UN peace operations have taken place when the governments of countries have agreed to UN intervention. Excluded from this typology were wars -that is, the war against the Taliban and the NATO bombing of Yugoslavia -although these have a rhetoric of "peace" and are followed by a species of "peacebuilding". The UN has also intervened when there is a threat to internal peace, as authorized by Chapter 7 of the UN Charter. Since 1945, 55 operations have taken place, two thirds of them since 1991 (with the end of the Cold War, the Security Council of the United Nations has been more likely to authorize operations). "Complex" missions involve military and civilian actors, for instance in Kosovo NATO leading the military side and the OSCE the civilian side.

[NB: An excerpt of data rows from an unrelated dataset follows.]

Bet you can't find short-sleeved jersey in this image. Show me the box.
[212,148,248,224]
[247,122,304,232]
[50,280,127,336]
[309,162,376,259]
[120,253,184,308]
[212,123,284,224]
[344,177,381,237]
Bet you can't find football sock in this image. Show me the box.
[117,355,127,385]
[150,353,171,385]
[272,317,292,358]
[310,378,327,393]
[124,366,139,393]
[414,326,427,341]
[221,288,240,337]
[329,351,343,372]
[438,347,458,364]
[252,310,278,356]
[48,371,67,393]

In recent years, especially since the Rwanda and Srebrenica massacres, the rules of engagement for blue helmets and the means of peacekeeping have changed enormously. Traditional peacekeeping involved armed forces that were employed when there was a bi-partisan agreement. They did not use force unless for self-defence and were composed of units of personnel sent as voluntary contributions from smaller countries in order to keep strict neutrality. For example, armed forces might be used to watch over a ceasefire.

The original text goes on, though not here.